From an Irish perspective, the persistence of lacklustre growth in the major Continental European economies means that interest rates will remain much lower for far longer than appeared likely at the beginning of this year. This implies that Irish borrowers will not face any significant increase in their repayment burden for some time. So, strong double-digit rates of credit growth and a solid property market look set to remain prominent features of the Irish economic landscape. Indeed, the likelihood of significant tax concessions in the upcoming budget and the shortening timeframe before SSIA’s begin to mature hold out the prospect of solid increases in household spending in the coming year. That said, the evidence coming from the IIB/ESRI consumer sentiment survey suggests Irish consumers remain cautious about the general economic outlook. Clear evidence of solid economic conditions at home are offset by persistent concerns about global economic trends.

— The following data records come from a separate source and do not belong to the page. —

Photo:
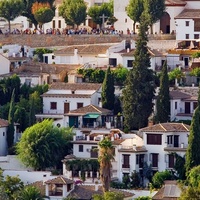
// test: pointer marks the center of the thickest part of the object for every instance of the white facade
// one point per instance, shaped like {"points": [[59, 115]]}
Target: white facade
{"points": [[5, 64]]}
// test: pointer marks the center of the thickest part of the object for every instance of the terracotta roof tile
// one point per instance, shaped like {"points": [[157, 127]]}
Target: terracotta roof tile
{"points": [[59, 180], [66, 95], [87, 191], [75, 86], [3, 122], [84, 49], [90, 109], [189, 14], [167, 127]]}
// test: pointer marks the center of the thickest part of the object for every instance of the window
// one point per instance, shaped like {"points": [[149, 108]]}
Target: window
{"points": [[80, 148], [113, 62], [196, 36], [187, 23], [154, 159], [195, 105], [170, 139], [79, 105], [187, 36], [126, 159], [59, 23], [53, 105], [196, 25], [129, 63], [175, 105], [171, 160], [155, 139], [54, 24]]}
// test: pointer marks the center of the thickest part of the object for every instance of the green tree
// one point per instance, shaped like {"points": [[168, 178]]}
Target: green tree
{"points": [[11, 129], [176, 75], [44, 15], [179, 166], [137, 96], [108, 91], [106, 155], [30, 193], [96, 12], [73, 11], [109, 196], [27, 11], [44, 145], [192, 191], [192, 153], [163, 100], [159, 178], [134, 11], [155, 9], [40, 51], [11, 185], [10, 9]]}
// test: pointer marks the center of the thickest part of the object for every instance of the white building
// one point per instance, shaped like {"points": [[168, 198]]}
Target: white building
{"points": [[3, 137], [62, 98]]}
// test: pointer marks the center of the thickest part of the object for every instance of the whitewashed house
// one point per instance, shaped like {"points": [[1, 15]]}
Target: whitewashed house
{"points": [[5, 65], [61, 98], [183, 102], [161, 140], [93, 55], [3, 136]]}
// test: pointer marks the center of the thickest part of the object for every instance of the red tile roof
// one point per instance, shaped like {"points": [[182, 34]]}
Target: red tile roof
{"points": [[167, 127], [3, 123], [75, 86]]}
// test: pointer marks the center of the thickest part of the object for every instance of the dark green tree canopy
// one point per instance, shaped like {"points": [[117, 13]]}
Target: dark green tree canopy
{"points": [[44, 15], [108, 89], [163, 100], [73, 11], [193, 153], [44, 145], [10, 9], [138, 93]]}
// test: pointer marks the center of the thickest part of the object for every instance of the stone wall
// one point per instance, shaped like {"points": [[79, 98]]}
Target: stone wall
{"points": [[65, 40]]}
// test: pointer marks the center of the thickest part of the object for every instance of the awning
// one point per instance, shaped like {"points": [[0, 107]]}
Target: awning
{"points": [[91, 116]]}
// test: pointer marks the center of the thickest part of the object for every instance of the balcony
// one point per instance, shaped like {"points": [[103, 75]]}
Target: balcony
{"points": [[177, 147]]}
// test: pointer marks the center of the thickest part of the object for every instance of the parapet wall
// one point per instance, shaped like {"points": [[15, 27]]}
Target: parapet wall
{"points": [[65, 40]]}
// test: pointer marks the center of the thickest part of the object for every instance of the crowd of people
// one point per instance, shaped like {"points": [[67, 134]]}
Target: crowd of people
{"points": [[66, 31]]}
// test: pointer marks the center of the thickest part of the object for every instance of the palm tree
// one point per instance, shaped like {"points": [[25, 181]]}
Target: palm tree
{"points": [[106, 155], [31, 193]]}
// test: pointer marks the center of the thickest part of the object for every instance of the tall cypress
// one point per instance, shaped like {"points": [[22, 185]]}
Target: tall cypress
{"points": [[11, 130], [139, 89], [193, 150], [108, 91], [163, 100]]}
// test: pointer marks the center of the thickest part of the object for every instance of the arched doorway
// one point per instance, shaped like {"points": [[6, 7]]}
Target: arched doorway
{"points": [[165, 23]]}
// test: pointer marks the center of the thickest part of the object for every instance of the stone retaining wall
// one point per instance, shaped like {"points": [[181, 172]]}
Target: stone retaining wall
{"points": [[65, 40]]}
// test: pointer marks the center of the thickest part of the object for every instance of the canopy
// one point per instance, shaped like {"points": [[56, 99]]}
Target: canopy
{"points": [[91, 116]]}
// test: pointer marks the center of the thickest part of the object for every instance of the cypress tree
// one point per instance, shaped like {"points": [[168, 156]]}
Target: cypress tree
{"points": [[193, 150], [108, 91], [163, 100], [139, 89], [11, 130]]}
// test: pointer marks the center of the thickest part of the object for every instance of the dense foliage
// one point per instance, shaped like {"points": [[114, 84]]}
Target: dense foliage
{"points": [[106, 155], [10, 9], [163, 99], [73, 11], [108, 91], [192, 153], [43, 145], [138, 93]]}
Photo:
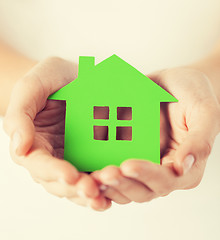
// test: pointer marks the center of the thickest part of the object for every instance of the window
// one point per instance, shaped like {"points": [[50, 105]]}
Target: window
{"points": [[112, 124]]}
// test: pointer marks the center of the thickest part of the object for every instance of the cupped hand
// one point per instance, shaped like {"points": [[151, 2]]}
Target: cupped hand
{"points": [[36, 128], [188, 131]]}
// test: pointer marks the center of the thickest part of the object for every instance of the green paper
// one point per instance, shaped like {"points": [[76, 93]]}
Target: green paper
{"points": [[113, 83]]}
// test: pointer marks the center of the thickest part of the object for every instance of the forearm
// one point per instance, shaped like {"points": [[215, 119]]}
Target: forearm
{"points": [[13, 65], [211, 67]]}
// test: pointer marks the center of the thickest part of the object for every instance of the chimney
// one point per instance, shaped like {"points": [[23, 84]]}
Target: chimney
{"points": [[86, 64]]}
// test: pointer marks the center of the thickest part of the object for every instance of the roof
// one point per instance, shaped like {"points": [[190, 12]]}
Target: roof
{"points": [[111, 77]]}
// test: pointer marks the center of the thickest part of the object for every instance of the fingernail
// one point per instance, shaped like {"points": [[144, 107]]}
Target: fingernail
{"points": [[132, 174], [103, 187], [62, 181], [112, 182], [187, 163], [16, 140], [80, 193]]}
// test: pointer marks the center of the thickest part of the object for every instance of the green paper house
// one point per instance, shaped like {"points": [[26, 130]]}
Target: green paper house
{"points": [[112, 114]]}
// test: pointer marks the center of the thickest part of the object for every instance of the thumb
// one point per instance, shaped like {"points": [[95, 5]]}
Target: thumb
{"points": [[197, 146], [29, 97]]}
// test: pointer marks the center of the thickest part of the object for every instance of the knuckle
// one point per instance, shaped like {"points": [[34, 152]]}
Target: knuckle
{"points": [[122, 201], [206, 148]]}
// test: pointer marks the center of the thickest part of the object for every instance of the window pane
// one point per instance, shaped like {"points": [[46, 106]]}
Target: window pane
{"points": [[124, 133], [100, 132], [101, 112], [124, 113]]}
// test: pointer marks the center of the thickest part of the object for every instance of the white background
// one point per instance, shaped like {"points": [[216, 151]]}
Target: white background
{"points": [[149, 35]]}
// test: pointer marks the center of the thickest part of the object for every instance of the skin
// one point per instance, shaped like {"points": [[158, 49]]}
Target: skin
{"points": [[36, 128]]}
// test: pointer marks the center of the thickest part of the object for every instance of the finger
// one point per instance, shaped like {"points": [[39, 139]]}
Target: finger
{"points": [[116, 196], [110, 192], [160, 179], [100, 203], [196, 147], [87, 187], [42, 165], [60, 189], [29, 97], [129, 188]]}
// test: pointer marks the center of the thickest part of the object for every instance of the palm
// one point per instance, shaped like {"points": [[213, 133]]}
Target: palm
{"points": [[50, 126]]}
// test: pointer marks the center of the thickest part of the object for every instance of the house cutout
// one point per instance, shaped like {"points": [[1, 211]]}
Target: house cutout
{"points": [[112, 114]]}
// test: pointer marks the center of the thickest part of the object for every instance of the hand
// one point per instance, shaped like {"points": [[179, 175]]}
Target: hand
{"points": [[188, 130], [36, 127]]}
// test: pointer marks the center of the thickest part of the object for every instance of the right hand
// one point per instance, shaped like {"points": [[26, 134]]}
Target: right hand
{"points": [[36, 128]]}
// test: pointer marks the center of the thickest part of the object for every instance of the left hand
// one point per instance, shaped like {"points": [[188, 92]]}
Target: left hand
{"points": [[188, 130]]}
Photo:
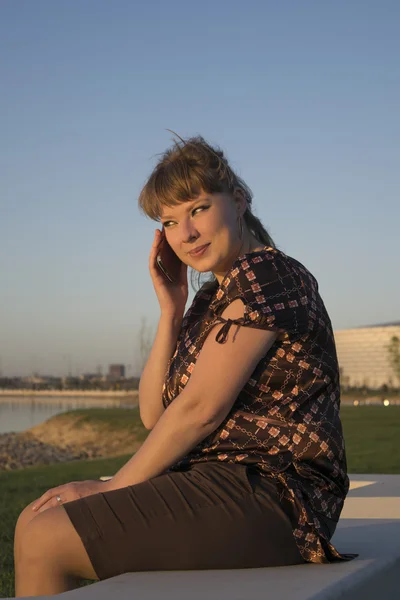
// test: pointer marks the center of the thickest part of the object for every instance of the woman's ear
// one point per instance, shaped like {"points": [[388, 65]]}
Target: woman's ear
{"points": [[240, 200]]}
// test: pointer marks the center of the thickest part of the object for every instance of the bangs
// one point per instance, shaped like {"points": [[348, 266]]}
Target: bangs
{"points": [[176, 182]]}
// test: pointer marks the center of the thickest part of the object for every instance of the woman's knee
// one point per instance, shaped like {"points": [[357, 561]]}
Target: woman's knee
{"points": [[23, 520]]}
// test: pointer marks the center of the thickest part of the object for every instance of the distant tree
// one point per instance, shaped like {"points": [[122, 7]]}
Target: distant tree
{"points": [[393, 349]]}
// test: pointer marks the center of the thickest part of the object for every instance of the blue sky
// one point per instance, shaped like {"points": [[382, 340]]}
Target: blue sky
{"points": [[302, 96]]}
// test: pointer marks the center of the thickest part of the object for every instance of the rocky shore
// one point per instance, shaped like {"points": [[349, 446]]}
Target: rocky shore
{"points": [[60, 440], [23, 450]]}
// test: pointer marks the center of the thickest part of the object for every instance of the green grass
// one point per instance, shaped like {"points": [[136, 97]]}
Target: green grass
{"points": [[371, 434]]}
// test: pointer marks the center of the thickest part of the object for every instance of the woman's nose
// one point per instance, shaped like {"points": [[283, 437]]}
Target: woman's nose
{"points": [[189, 232]]}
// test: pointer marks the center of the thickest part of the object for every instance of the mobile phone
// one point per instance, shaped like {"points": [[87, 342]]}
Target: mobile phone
{"points": [[167, 261]]}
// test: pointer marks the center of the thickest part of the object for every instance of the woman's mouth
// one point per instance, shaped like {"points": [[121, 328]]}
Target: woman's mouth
{"points": [[199, 251]]}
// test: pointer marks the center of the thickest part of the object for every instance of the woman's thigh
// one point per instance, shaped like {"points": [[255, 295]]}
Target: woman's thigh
{"points": [[49, 538], [206, 518]]}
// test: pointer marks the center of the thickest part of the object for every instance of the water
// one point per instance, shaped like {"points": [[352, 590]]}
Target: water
{"points": [[18, 414]]}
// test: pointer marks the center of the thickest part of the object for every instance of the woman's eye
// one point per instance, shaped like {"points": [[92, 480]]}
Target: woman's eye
{"points": [[200, 208]]}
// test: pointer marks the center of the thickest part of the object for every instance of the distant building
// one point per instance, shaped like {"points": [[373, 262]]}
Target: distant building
{"points": [[364, 358], [117, 371]]}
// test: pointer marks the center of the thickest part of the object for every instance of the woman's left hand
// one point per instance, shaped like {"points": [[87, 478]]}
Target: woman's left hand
{"points": [[68, 492]]}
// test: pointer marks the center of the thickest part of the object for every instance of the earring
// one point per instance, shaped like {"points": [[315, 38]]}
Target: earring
{"points": [[240, 226]]}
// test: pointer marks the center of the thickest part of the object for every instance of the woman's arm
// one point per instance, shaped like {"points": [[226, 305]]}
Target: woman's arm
{"points": [[220, 373], [152, 379], [172, 299]]}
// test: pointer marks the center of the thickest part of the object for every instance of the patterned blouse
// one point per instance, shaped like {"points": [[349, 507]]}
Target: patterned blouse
{"points": [[285, 422]]}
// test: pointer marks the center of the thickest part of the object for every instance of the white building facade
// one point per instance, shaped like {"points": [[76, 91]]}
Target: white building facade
{"points": [[364, 358]]}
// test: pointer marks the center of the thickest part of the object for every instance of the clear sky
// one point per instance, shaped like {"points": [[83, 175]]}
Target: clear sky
{"points": [[303, 96]]}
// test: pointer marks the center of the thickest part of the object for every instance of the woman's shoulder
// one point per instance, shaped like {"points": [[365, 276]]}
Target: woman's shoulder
{"points": [[264, 267]]}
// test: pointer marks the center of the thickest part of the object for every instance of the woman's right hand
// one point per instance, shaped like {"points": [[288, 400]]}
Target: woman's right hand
{"points": [[172, 297]]}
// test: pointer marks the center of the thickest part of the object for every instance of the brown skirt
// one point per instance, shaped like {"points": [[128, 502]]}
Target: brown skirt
{"points": [[212, 516]]}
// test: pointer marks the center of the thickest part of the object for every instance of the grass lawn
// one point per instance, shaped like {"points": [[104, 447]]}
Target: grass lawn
{"points": [[371, 434]]}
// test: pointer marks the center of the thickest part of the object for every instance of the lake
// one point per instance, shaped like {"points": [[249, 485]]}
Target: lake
{"points": [[20, 413]]}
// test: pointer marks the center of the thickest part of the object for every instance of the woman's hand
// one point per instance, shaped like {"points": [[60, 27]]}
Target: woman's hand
{"points": [[172, 297], [68, 492]]}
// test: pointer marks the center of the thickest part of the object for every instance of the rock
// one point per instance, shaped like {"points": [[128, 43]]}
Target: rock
{"points": [[19, 450]]}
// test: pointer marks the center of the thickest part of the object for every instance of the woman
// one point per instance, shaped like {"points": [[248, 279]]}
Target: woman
{"points": [[245, 463]]}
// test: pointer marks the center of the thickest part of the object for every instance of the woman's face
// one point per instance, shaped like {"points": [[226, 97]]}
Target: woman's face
{"points": [[210, 221]]}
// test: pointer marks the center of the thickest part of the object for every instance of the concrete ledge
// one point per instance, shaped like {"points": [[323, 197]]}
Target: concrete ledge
{"points": [[370, 526]]}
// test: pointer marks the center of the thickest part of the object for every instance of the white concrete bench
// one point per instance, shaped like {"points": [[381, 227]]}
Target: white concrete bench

In the face of this economic ‘crossfire’; the combination of subdued wage gains, heavy financial commitments and seemingly relentless increases in a range of public sector charges mean Irish consumers still lack the sort of clear improvement in their own spending power that would allow them set aside worries about the global ‘macro’ climate. Instead, the detailed consumer sentiment survey results point towards a tendency towards increased levels of borrowing in circumstances where current income is falling short of expected future spending power.
Strong domestic conditions offset international concerns
Persistently strong domestic trends bode well for a future in which the global economic backdrop looks set to remain challenging. High oil prices are likely to continue to restrain activity while intense competitive pressures resulting from the expanding productive capacity of countries such a China and India will also ask questions of ‘mature’ Western economies. Importantly, accumulating evidence of a pronounced slowdown in the UK economy implies Ireland’s most important export market may not be as strong as in recent years. This could pose particular problems for a range of Irish businesses.
Increasing evidence of ‘external’ headwinds to Irish economic growth argues for a measure of caution in relation to the likely scale of gains in activity and new jobs in the Irish economy in the next few years. However, this economy has successfully come through a severe ‘stress testing’ in the recent global downturn and the evidence to date in 2005 suggests that domestic fundamentals remain very strong. So, while questions abound about the precise scale of growth likely in Ireland in coming years, there are good grounds for believing that living standards will see a sustained improvement.